The immense task faced today by those working in the lab is in stark contrast to the size of the building itself. “It is the smallest building in UCD”, according to Valerie, “right at the back of Ardmore House, hemmed in between this and the microbiology lab. But it was designed to be seen within the context of Wejchert’s masterplan for the campus.”

Creating the virus lab was a social experiment as well as an architectural one. “We had a lot of intense discussions about harnessing the landscape as a kind of contemplative thing, as a place to reflect after the intensity of the lab.” She describes this concept as a simple one – “a lab supported by a flexible social hub for staff and students which was looking out over the lake.” The frontline workers occupying the building today are without doubt grateful for this empathic feature of the lab design.

Social influences were a running theme of the three buildings discussed during the event. Denis Brereton, a partner at RKD architects, kept such aspects in mind when designing the O’Brien Centre for Science: “One of the things we really wanted to do was ensure that we killed the idea of a siloed science ghetto, and instead create a place for chance encounter, a place for people to meet – a real forum.”

The brief for the building was to create a place which was unidentifiable in terms of ownership. He even had the idea to put a giant inflatable castle in the middle of the atrium to correspond with this idea of collegiality and communication. “Sadly, it never came to pass. But the thinking came to pass, and that was the important thing.” Perhaps this suggestion of a giant inflatable castle on campus is yet to be put to the Student’s Union?

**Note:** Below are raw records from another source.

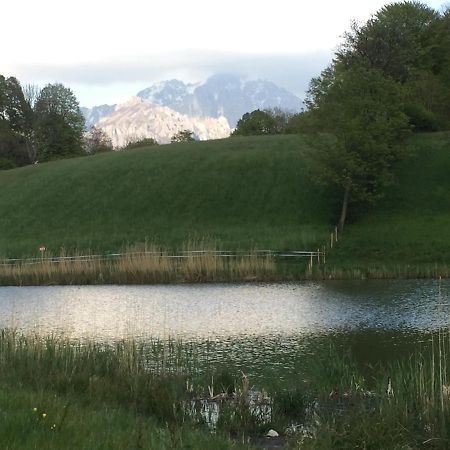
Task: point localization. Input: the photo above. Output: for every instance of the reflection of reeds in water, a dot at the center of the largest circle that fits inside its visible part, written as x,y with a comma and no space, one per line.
149,266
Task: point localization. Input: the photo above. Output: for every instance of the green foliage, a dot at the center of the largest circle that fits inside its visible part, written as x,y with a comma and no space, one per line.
16,143
269,121
59,123
183,136
97,141
361,111
141,143
255,123
409,42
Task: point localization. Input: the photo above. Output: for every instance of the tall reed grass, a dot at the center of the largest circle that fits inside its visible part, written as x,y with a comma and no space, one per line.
151,265
401,405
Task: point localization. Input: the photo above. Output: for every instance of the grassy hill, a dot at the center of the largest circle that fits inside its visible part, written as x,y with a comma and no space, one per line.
240,193
411,225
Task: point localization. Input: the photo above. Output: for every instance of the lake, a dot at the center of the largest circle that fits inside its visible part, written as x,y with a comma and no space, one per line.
264,329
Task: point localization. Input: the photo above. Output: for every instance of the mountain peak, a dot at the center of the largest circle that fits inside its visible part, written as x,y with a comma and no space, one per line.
221,95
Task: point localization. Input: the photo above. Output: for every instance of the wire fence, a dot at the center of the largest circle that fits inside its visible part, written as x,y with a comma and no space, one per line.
312,255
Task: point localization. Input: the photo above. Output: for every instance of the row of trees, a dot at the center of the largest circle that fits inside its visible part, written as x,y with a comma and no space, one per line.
38,124
390,76
48,124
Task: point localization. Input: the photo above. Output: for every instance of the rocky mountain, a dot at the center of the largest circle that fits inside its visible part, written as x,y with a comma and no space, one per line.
221,95
93,115
138,118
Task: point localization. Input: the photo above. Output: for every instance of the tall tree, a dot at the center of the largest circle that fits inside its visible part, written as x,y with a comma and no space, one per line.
360,113
59,123
255,123
396,40
16,144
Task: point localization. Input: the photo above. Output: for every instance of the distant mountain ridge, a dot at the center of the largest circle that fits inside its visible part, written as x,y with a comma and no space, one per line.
220,95
93,115
137,119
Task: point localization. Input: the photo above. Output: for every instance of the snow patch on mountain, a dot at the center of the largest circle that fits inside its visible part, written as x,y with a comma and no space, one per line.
137,119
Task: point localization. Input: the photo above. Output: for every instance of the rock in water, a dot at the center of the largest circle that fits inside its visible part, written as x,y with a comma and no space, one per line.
272,433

Interestingly, Denis alluded to the need for campus architects to respond to a mixed set of demands from various stakeholders. These may be lecturers, faculty staff, and generous benefactors. Given the extent of UCD’s science faculty, this was a tough challenge: “It was like herding mice at a crossroads”, he noted, “there were many conflicting aims.” The benefactor in this case turned out to be quite a modest man, so the design therefore needed to avoid being “an audacious exercise in bling.”

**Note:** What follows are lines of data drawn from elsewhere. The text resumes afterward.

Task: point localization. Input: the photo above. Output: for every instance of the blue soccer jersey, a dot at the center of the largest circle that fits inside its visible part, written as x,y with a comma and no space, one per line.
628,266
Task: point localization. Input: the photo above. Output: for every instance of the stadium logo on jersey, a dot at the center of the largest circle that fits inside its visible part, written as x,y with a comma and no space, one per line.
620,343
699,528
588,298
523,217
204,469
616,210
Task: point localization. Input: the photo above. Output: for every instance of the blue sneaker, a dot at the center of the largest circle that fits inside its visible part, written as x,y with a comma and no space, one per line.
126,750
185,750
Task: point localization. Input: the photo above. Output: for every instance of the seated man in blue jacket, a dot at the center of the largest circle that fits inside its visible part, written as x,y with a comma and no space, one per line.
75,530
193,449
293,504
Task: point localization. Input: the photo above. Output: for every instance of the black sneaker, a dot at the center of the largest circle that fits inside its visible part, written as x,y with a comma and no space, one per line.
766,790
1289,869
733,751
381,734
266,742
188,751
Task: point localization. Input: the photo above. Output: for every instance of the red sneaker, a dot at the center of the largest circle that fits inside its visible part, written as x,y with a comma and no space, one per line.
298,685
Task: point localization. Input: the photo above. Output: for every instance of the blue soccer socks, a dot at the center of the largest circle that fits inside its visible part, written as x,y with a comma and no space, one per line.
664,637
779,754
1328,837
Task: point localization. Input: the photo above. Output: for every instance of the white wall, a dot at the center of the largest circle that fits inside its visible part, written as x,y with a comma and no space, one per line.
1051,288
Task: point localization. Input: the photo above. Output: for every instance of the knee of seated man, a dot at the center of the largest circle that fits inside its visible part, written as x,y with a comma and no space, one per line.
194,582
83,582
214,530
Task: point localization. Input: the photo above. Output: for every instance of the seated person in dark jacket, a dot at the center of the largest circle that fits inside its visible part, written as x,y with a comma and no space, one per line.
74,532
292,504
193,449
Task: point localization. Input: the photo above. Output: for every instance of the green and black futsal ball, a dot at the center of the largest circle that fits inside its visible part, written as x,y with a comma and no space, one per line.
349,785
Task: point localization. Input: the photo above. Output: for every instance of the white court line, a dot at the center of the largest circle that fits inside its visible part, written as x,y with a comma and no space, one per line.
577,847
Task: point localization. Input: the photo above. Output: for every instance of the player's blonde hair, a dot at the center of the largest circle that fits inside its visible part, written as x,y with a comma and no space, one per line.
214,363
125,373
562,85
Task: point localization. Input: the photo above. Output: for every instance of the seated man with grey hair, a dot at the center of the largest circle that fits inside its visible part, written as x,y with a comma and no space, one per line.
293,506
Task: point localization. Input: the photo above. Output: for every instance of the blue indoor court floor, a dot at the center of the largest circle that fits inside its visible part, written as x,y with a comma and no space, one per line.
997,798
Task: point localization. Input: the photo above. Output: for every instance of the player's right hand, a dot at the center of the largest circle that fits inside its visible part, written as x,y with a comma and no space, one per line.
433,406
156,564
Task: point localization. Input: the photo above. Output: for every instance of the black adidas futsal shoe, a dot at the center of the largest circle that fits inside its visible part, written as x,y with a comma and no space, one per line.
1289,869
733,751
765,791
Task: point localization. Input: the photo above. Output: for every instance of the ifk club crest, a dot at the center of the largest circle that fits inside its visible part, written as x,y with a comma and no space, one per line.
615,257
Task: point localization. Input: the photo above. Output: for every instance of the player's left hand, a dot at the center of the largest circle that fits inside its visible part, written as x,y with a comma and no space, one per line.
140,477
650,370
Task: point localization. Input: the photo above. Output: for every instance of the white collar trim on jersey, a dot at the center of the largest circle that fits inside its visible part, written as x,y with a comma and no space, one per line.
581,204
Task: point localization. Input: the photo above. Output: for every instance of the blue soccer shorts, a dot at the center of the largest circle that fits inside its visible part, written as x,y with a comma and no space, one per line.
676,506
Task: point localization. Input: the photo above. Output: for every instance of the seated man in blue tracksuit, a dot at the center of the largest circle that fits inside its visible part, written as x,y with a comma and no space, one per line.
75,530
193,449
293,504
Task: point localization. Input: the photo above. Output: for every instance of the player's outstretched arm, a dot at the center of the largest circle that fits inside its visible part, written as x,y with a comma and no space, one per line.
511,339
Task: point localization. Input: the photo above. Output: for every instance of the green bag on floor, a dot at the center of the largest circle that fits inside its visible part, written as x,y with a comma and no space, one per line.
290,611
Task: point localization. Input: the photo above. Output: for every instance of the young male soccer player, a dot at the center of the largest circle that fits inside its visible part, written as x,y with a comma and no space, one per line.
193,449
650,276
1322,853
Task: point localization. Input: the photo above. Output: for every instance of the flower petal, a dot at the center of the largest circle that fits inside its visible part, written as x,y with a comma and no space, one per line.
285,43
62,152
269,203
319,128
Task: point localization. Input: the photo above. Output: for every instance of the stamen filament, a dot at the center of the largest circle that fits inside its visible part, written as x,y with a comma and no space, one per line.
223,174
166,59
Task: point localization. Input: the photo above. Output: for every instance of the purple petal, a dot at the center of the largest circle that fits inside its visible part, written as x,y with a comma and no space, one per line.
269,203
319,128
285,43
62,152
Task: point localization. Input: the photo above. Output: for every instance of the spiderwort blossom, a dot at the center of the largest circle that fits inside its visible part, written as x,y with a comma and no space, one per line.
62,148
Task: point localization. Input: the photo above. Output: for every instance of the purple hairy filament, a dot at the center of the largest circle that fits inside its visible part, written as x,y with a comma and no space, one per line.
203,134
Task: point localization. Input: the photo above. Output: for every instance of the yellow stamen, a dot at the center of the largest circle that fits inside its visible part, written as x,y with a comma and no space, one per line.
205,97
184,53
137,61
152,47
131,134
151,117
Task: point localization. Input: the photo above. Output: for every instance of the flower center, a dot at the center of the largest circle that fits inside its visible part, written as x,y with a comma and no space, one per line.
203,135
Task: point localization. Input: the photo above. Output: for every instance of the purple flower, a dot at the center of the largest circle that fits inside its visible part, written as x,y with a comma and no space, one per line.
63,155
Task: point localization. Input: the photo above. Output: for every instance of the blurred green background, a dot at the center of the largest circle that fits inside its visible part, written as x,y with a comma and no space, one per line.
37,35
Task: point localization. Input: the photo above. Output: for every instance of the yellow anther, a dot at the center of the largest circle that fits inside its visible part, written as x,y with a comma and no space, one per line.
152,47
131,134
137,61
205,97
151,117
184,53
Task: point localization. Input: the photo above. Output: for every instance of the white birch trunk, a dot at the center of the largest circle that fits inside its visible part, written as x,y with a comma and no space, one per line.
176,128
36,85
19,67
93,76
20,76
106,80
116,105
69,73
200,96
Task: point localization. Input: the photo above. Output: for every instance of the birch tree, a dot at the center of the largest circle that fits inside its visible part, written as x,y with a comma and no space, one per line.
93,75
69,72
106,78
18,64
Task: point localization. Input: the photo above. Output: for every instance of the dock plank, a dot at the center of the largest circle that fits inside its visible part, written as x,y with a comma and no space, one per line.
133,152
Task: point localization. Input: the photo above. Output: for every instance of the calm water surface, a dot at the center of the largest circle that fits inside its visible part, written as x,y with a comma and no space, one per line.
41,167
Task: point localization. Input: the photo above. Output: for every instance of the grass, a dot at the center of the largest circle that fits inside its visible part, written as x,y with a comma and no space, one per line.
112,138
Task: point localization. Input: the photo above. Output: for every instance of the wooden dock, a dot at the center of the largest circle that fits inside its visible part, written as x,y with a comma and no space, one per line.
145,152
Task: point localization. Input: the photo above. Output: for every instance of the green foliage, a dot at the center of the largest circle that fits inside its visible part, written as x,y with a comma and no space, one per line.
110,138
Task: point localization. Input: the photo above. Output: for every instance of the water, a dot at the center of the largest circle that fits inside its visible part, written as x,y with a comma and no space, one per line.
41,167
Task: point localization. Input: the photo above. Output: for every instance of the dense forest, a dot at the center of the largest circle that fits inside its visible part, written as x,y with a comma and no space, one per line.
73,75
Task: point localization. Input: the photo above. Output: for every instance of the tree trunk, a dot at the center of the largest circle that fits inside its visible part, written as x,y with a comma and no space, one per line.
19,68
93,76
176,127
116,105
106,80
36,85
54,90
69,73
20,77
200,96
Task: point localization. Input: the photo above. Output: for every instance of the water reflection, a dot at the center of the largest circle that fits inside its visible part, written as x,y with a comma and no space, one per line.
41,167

There is a new building on campus which some cynics would describe as just that – an exercise in bling. This is, of course, the University Club, a brainchild of President Andrew Deeks and the design of architect Ronan Phelan. “[Deeks] recognised that this kind of faculty or club exists in all great universities worldwide and in Ireland”, explained Ronan, “and this was completely lacking in UCD.”

The building was commissioned with the aim of offering hospitality to staff and faculty, and where one could invite a donor visiting the campus. He mentions the club’s key location as part of O’Reilly Hall: “Although it has its own identity and it functions as a club, by building it as an extension to O’Reilly Hall it reinforces the idea of it as a conference centre.” Ronan sees the modern club as a celebration of the design of the Belfield campus, whilst attracting the public and broadcasting the university to a wider audience.

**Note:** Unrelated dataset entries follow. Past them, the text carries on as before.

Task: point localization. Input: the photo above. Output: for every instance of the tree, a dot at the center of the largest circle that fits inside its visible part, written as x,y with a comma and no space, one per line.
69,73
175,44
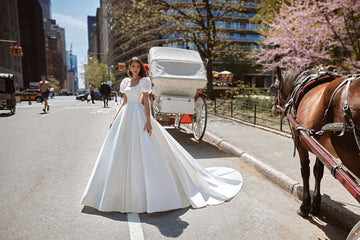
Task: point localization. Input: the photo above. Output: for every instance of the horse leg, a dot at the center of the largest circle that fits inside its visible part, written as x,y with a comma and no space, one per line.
305,173
318,173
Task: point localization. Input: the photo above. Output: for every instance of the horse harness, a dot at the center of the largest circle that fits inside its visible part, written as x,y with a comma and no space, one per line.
304,83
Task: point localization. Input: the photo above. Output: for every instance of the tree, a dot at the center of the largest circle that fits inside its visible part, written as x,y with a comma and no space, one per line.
195,22
95,72
309,33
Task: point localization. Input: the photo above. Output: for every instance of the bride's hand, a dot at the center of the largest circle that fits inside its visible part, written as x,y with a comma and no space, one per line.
148,128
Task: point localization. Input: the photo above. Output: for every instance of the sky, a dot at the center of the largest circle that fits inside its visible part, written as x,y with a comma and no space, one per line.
72,15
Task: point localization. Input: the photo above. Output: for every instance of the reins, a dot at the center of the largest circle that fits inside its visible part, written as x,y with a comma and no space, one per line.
304,83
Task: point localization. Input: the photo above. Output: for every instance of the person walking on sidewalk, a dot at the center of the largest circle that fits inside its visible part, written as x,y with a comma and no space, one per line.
92,92
44,87
105,92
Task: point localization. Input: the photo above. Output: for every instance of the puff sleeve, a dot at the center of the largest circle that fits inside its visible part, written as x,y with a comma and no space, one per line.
123,84
145,84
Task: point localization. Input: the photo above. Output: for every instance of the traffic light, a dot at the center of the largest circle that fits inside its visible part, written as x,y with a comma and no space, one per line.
20,52
12,51
16,51
121,66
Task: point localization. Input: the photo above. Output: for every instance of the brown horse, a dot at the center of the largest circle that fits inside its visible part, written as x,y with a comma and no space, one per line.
329,99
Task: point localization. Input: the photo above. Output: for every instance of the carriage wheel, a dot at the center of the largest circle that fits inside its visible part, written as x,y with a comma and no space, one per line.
354,233
177,120
199,118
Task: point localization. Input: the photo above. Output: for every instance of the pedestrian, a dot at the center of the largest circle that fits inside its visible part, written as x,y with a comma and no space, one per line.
92,92
142,168
44,87
105,92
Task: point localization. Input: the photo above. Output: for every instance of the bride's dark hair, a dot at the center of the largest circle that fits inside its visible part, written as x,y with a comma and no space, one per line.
142,72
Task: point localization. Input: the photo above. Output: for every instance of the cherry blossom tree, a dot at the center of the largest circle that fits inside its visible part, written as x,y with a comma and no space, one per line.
309,33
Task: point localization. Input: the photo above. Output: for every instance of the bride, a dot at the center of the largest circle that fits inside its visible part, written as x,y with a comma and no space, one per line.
142,168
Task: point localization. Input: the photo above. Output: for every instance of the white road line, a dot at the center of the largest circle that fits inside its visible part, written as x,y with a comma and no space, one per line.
135,229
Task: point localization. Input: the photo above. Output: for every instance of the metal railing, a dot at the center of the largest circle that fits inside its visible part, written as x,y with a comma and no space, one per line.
252,114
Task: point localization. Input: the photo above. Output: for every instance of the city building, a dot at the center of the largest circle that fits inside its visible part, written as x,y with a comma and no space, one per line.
90,21
55,51
72,81
10,36
32,42
46,8
238,36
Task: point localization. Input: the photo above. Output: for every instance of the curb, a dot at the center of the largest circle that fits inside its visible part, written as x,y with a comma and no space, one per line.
330,210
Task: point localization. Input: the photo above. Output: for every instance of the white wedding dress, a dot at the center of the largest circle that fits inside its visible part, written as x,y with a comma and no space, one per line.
139,173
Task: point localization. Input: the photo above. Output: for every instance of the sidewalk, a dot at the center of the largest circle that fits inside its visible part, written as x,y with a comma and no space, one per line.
272,153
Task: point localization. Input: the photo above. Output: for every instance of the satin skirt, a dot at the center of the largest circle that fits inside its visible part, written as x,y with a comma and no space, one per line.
137,173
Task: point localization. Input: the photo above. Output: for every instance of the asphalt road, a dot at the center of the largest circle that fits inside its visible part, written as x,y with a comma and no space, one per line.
46,161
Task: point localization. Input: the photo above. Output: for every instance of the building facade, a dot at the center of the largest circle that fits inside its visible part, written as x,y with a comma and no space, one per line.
237,35
46,8
72,81
32,41
55,51
10,36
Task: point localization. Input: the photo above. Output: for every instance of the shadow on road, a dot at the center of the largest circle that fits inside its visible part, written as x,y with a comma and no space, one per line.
169,223
6,114
197,149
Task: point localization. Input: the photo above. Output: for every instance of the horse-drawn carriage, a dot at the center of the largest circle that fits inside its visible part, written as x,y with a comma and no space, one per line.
178,77
323,109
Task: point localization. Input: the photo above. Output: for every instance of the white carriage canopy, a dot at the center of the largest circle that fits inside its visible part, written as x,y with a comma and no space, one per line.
176,63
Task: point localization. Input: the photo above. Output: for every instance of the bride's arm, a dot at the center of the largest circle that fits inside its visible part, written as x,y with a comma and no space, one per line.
148,126
123,103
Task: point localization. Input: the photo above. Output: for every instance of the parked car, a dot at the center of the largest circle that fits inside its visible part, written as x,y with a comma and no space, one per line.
84,96
35,95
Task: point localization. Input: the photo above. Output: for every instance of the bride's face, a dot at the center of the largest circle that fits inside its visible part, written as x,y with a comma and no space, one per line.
135,68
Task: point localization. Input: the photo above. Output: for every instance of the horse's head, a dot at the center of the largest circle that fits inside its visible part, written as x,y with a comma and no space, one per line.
282,87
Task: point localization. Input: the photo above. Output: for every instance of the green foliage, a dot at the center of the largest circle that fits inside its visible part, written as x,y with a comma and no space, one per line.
96,72
192,22
246,95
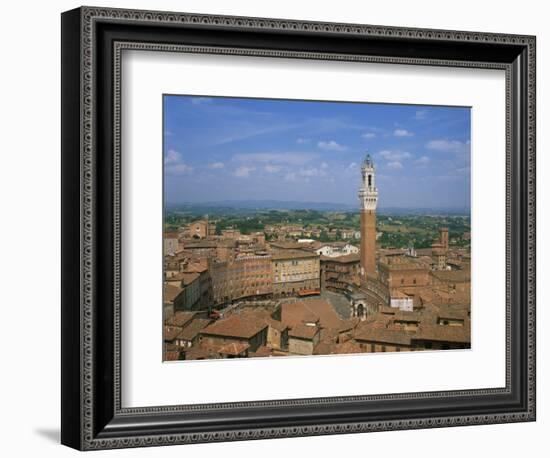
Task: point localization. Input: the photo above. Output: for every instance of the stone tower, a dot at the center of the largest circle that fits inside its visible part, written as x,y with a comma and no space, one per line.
368,198
444,237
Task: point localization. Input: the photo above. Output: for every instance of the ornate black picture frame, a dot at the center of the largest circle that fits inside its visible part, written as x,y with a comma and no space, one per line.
92,42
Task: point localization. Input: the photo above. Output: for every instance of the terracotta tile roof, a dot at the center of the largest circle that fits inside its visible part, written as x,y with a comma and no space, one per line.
171,292
234,348
310,311
180,319
171,332
348,258
192,329
324,348
384,336
235,326
262,315
284,255
435,332
453,276
201,352
171,355
261,352
302,331
349,347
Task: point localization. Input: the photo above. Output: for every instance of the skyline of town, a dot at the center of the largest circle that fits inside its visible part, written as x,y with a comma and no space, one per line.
272,283
302,150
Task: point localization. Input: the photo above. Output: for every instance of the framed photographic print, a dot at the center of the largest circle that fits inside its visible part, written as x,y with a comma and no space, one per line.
278,228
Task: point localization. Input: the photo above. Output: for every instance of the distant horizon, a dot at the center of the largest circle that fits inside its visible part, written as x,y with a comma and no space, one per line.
228,148
312,206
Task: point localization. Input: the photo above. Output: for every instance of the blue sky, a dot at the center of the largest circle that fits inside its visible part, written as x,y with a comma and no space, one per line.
218,148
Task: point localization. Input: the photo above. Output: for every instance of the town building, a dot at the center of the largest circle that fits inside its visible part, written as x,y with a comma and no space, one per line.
199,229
400,272
338,272
234,329
246,277
401,301
293,271
171,243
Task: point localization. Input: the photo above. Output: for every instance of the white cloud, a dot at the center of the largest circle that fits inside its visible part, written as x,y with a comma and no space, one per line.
420,114
173,164
304,175
243,171
394,155
331,145
270,168
200,100
289,158
172,157
449,146
394,165
423,160
402,133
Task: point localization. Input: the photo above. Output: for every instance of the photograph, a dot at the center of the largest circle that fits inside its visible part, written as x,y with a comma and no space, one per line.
313,227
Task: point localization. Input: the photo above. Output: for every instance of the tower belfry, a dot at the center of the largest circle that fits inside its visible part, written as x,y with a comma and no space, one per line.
368,198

The discussion was truly complemented by the input of Wejchert’s daughter and partner in Mundo architecture, Agnieszka Wejchert Pearson. Growing up experiencing her father’s development of the campus has given her a unique perception of its idiosyncrasies. She reminisces on visits to the campus with her father at weekends, when it would be completely empty: “It was nearly like an empty playground for us.”

Andrzej Wejchert’s generosity, echoed by his daughter in her fond childhood memories of visiting Belfield, overlaps with his architecture. Dr Rowley noted that “one of the main points of potential of the Wejchert plan was that it always offered the potential for growth.” Indeed, the incomplete nature of UCD’s campus is, for students present and past, its most unique characteristic.